2020年春から今に至るコロナと格闘した1年間、職場環境にも大きな変化が訪れました。
従前は全く進まなかったリモートワークの普及は特筆すべき変化です。
これによって、通勤時間の削減、体力的負担の軽減、趣味の時間や家族と共にする時間の拡大など、個人にとって様々なメリットが得られました。
同時に仕事のやり方にも変化が生じました。
何となく開催していた会議が減り、報連相がよりシンプルで効率的になり、個々の仕事の分担を明確にするようになりました。
業務の整理や承認関係の電子化等により生産性を改善した事例も多くあります。
出張の大半もしなくて済むようになりました。
このようにコロナ禍の1年で働き方に大いなる変化が生じ、一歩前進したことは確かだと思います。
これから 働き方改革 はどうなるか?
では「働き方改革」はもうこれで終了させていいのでしょうか?
先の働き方改革を通じて企業が目指すべき目的を踏まえると、まだ終了させられる段階ではないことがお分かりだと思います。
コロナ禍の変化でメリットをより多く享受したのは働き手個人です。個人の自由度と選択肢が拡大しました。
- 通勤時間がなくなり、自由に使える時間が増えた
- 出社や時間の使い方の選択の幅が広がった
- 遠方の会社に就職して自宅で働くという選択肢が生まれた
- 副業など本業以外の仕事をする環境と時間的余力が整った
見方を変えれば、企業が社員を自社に縛り付けておくことがますます難しくなってきたと言えます。
従前は目の届く範囲に座っていた部下を、リモート環境でマネジメントする手腕も問われるようになりました。
コロナ前に進めていた長時間労働削減を軸とした働き方改革に加え、コロナ禍で生じた変化も取り込んだ働き方改革のセカンドステージが必要とされています。
働き方改革 のセカンドステージで進めること
セカンドステージでは何を進めていけばいいでしょうか?
既に進行中で今後も続くと想定されるトレンド(下記)も抑えつつ、考える必要があります。
- 少子高齢化、若者の減少による恒常的な労働力不足
- 給与格差の拡大(新卒採用時から既に差が出始めている)
- 転職、副業、フリーランスの増加
- ITエンジニアなど専門性の高い職種の取り合い
- 外国人、シニアなど労働力の多様化
先に掲げた働き方改革で目指す目的を実現するために進めるべきことは、5つあります。
生産性の向上
コロナ前の働き方改革でも取り組んだ会社が多いテーマですが、まだまだ改善の余地があります。

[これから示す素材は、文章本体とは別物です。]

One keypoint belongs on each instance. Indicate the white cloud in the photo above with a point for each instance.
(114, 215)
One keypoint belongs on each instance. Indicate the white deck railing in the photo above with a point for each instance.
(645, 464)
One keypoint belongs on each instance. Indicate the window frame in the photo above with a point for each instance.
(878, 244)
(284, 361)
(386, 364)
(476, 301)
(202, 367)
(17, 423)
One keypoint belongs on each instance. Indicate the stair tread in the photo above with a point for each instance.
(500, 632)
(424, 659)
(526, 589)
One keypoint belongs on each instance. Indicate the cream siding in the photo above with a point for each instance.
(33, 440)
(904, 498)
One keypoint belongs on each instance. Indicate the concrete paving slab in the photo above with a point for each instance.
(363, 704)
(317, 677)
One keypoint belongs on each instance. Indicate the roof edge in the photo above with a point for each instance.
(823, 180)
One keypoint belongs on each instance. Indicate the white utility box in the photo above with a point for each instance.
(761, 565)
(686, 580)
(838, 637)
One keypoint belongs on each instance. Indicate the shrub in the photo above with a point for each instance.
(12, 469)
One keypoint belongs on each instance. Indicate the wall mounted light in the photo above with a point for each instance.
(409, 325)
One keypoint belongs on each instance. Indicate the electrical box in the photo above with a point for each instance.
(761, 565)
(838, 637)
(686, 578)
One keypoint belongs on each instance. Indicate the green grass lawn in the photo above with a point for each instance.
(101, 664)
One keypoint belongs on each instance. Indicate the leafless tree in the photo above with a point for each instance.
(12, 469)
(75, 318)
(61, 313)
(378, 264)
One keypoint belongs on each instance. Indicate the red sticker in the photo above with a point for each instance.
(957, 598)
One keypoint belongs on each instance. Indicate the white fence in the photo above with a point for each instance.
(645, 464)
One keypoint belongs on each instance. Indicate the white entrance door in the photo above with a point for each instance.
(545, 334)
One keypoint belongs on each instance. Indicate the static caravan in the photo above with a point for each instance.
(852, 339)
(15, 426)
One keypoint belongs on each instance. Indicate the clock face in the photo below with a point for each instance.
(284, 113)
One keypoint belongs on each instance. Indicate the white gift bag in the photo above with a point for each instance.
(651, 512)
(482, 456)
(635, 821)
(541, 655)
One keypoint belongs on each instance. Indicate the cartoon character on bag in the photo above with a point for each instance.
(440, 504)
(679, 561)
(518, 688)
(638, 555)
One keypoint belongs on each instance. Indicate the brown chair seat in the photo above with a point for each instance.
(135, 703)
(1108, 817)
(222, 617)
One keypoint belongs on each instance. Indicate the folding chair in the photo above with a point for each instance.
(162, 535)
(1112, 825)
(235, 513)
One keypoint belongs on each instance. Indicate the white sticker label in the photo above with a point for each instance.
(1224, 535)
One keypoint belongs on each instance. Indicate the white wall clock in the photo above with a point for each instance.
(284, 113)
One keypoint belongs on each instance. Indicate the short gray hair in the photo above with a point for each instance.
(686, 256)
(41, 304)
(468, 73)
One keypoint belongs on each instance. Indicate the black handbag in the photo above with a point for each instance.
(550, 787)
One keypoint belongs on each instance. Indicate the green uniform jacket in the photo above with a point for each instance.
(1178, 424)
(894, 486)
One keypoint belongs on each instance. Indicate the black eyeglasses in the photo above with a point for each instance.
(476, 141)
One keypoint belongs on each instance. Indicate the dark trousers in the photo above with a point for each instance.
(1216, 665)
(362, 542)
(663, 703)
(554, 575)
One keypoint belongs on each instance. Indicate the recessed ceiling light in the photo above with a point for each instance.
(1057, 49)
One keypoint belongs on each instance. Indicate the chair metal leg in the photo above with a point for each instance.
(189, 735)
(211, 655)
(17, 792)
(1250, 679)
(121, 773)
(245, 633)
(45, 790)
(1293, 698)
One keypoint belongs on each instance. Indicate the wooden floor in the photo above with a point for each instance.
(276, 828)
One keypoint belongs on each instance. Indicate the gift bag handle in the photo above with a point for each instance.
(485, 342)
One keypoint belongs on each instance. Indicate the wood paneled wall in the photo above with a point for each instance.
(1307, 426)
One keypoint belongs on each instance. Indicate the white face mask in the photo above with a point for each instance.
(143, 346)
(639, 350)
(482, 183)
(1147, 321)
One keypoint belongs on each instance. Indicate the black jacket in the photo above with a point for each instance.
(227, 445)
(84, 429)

今後の長期的な人手不足を見据え、また限られた人材に少しでも付加価値の高い仕事をしてもらうためにも、ルーティン業務の効率化、自動化などは避けて通れません。
まず各部署で断捨離を行い、不要な資料、不要な会議、不要な業務プロセス、不要な習慣を減らしてみましょう。
その上で業務プロセスをITツール等も活用しながらいかに効率化するか考えてみましょう。
働く魅力づくり、魅力の発信
社員がその会社で働く理由は、お金だけではなく、やりがい、成長、仕事の面白さ、誇り、同僚や上司との関係性など様々です。
給料が低いからいい人材が採れないとは限りません。
個人の選択肢が増えている今だからこそ、なぜその会社で働きたいか?という理由が大事です。
例えば以下のような特徴のうち、自社ならではの特徴がある会社には人が集まってくるはずです。
(全てに魅力を出すことは不可能なので、メリハリで構いません。他社に抜きん出た特徴や魅力があると働き手に響きやすいです。それを明確に打ち出していきましょう)
会社の魅力の例
- 個々の家庭の事情や望む働き方に応じて仕事ができる
- 年齢に関係なく、優秀な人材はどんどん出世や昇給がある
- 社員同士がどこよりも仲が良い。家族的であたたかい
- 仕事のやりがい、社会的意義、顧客からの感謝を深く感じられる
- 教育の仕組み、社員同士で高め合う企業風土など、どこよりも成長できる
人材マネジメントの見直し
働き方の多様化、リモートワーク等の働く環境の変化に伴い、個人の役割を明確に定義し、(時間ではなく)成果で評価する必要性が高まっています。
何をもってして成果を測るのか、それに伴う報酬をどのように設計するかも考えなければなりません。
上司による「部下の管理の仕方」も変わり、従来の制度や仕組みではカバーしきれなくなっており、見直しが求められています。
多様な雇用形態の活用
労働力不足かつ高い専門性が求められる中で、正社員だけで全てをまかなうのは限界が来ています。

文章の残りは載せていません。